Yes, you may say, but these are only my religious beliefs, and society is free to have a broader conception of marriage. I may even agree with this sentiment, but only if society makes that decision. That is not what happened in California. Society chose to define marriage as being between a man and a woman and to accommodate civil unions between men, or between women, with similar status, thus allowing gays to have all the privileges and legal rights of marriage, but preserving the definition of marriage as something distinctly separate. The court says if you give these unions the same status and rights, you must call it a marriage. That's like saying that if you grant Black Americans the same rights as White Americans, you have to call Black Americans White Americans.

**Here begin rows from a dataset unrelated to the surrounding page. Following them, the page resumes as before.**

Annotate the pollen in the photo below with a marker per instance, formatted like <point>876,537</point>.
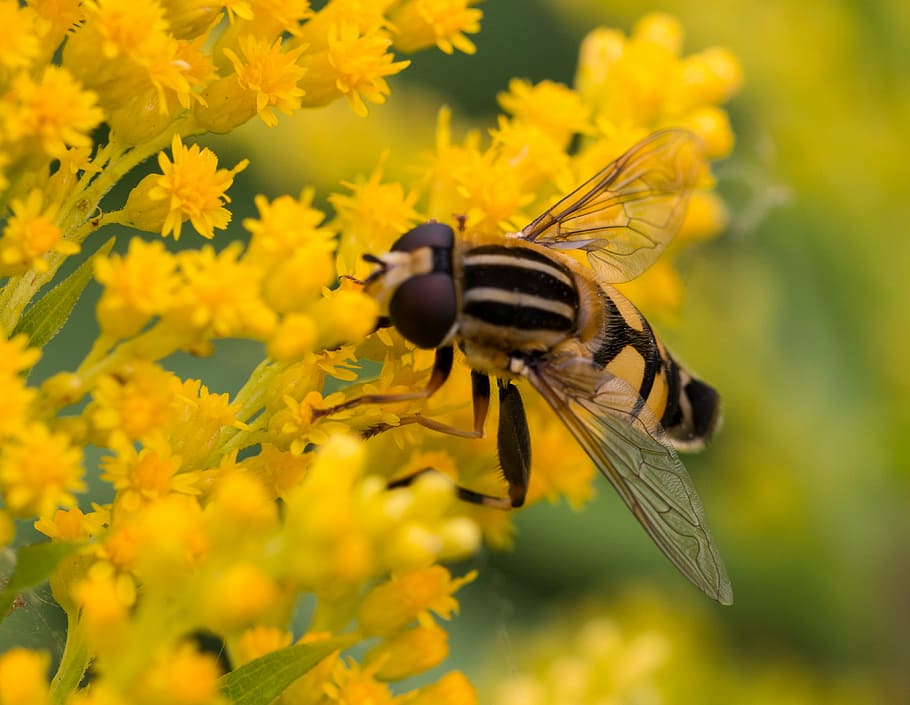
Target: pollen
<point>445,23</point>
<point>193,188</point>
<point>54,110</point>
<point>40,472</point>
<point>270,77</point>
<point>407,596</point>
<point>356,64</point>
<point>31,235</point>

Can institutions be similar and gain similar treatment under the law without the courts demanding that they are the same thing? Evidently, not in California.
In its decision, the court argued that gays would be treated as second class citizens if they were not allowed to marry. In fact, gays have the same rights to marry as anyone else; they may marry a member of the opposite sex. Where I live in New Jersey, we have an ex-governor who is gay and managed to get married twice. I know a guy who married a woman who was gay. I really don't think there is a shortage of gays getting married. But that's not what they want. They want a special right to marry someone of the same sex, which is not really possible. They want to change the laws of nature so that they may become one with a member of their own sex, the way men and women become one in marriage. They would like this union to result in children, which is not possible. Their true argument is not with the law, but with biology. They may gain some temporary satisfaction in the California court's ruling, but it will not change the underlying facts of why the age-old definition of marriage included a husband and a wife. That is a law that is not so easy for a court to overturn.